Shay grunted painfully as he stood up. “Let’s just get you home. Maybe we can figure out a way to get you your mark back.”
He held out his hand.
She hesitated, then took it.
Dead Ox Falls
Brian Staveley
AS SOON AS the last of the rice was laid out to dry, the team of river buffalo fed and brushed, and a bowl of hacked-up chicken scraps laid out for the dogs, Chian started walking. It was getting late, but the ruddy, swollen blister of the sun would hang a long time in the summer sky, and with any luck he’d cross the river in Fereng before full dark, hole up somewhere for the night, then reach Dombâng before evening the next day, in time to see the leach burn.
Sui had tried to convince him not to go.
“It’s not him, my love,” she said, shaking her head sadly. “The cityfolk have caught a leach, but it doesn’t mean they found the man who killed our son.”
“Doesn’t mean they didn’t,” Chian snapped, suddenly furious, despite the softness of his wife’s hand cradling his own. “Only way to know is to go there. To see.”

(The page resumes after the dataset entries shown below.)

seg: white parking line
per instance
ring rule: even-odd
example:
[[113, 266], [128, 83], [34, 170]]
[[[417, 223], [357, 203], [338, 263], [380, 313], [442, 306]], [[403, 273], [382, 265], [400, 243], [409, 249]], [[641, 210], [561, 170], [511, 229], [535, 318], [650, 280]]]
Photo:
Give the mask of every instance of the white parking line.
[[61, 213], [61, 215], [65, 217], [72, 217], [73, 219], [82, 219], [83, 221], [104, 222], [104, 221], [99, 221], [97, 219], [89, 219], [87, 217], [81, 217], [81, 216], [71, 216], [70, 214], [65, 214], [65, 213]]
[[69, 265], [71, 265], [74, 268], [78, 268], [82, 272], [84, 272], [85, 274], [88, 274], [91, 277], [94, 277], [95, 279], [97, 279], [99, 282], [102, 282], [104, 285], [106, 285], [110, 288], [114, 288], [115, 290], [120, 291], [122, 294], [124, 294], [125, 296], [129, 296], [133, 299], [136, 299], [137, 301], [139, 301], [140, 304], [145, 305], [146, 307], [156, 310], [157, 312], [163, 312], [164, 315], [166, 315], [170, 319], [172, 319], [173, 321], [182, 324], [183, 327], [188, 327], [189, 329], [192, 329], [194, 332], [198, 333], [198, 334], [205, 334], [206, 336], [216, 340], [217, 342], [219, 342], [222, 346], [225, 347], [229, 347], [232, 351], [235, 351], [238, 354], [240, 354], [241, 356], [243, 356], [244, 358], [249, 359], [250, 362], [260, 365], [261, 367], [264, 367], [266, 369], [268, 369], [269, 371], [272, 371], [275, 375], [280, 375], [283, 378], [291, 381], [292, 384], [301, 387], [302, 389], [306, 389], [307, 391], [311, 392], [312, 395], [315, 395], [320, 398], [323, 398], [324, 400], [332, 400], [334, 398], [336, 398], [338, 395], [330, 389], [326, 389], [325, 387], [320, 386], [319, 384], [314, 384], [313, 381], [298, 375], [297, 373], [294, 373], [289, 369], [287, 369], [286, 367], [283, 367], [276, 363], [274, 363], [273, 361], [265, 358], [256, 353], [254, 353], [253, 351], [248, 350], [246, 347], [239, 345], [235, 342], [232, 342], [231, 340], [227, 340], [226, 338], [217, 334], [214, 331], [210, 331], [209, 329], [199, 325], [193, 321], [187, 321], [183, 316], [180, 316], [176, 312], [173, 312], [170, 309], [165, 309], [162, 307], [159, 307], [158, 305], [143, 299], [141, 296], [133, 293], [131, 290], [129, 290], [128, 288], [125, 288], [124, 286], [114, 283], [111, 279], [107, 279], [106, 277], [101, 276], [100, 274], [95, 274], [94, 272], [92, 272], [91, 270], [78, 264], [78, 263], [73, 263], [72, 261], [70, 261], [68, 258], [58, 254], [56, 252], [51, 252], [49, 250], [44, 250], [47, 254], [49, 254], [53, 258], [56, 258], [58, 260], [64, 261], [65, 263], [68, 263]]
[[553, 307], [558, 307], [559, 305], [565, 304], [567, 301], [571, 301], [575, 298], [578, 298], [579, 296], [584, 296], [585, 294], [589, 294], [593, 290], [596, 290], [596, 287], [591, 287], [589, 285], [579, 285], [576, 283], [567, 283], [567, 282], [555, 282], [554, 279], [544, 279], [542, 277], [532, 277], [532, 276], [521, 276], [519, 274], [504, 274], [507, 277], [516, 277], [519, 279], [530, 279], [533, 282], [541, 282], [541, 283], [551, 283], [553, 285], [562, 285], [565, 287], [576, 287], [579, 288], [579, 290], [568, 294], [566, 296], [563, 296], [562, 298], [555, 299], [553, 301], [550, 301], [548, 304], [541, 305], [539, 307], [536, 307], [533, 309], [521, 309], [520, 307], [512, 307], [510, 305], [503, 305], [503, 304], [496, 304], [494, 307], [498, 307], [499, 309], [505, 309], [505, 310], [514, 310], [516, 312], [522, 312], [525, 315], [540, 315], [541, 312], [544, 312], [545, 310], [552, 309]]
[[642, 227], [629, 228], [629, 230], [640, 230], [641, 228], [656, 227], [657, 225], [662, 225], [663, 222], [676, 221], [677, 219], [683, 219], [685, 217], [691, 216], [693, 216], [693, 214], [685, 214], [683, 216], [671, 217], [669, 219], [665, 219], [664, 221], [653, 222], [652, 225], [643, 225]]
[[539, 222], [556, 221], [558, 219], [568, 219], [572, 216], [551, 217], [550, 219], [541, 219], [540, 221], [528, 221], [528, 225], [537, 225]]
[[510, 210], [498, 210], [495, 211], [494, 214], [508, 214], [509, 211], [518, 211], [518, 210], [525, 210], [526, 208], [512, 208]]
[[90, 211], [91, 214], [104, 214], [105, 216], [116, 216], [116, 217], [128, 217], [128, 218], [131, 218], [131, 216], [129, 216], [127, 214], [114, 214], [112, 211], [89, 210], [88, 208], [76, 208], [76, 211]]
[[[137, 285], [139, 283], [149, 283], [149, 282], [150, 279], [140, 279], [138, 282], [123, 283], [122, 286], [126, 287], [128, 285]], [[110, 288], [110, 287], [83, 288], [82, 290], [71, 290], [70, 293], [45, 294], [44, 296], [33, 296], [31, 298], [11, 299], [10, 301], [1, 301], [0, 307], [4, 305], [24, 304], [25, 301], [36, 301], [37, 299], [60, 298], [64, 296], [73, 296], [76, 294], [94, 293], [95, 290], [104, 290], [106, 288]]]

“They execute leaches in the city practically every year – whenever they catch one – and there’s work to do here. Threshing. Milling. You’ll be gone four days at the height of the summer.”
“I just have to see,” Chian replied, “to know…”
He trailed off, memory flooding him, sudden, turgid, and relentless as a mountain stream seething with the summer rains. For the thousandth time, he stared aghast at the scorched stones and shattered timbers at the center of his small village. He walked among the torn, contorted bodies of the dead, dark skin split like old fruit and alive with flies. He searched for his son, for Hien, calling out desperately, trying to pitch his own voice above the grief of all the others raking through the wreckage, above the piercing calls of the dark birds circling overhead. For the thousandth time, he failed.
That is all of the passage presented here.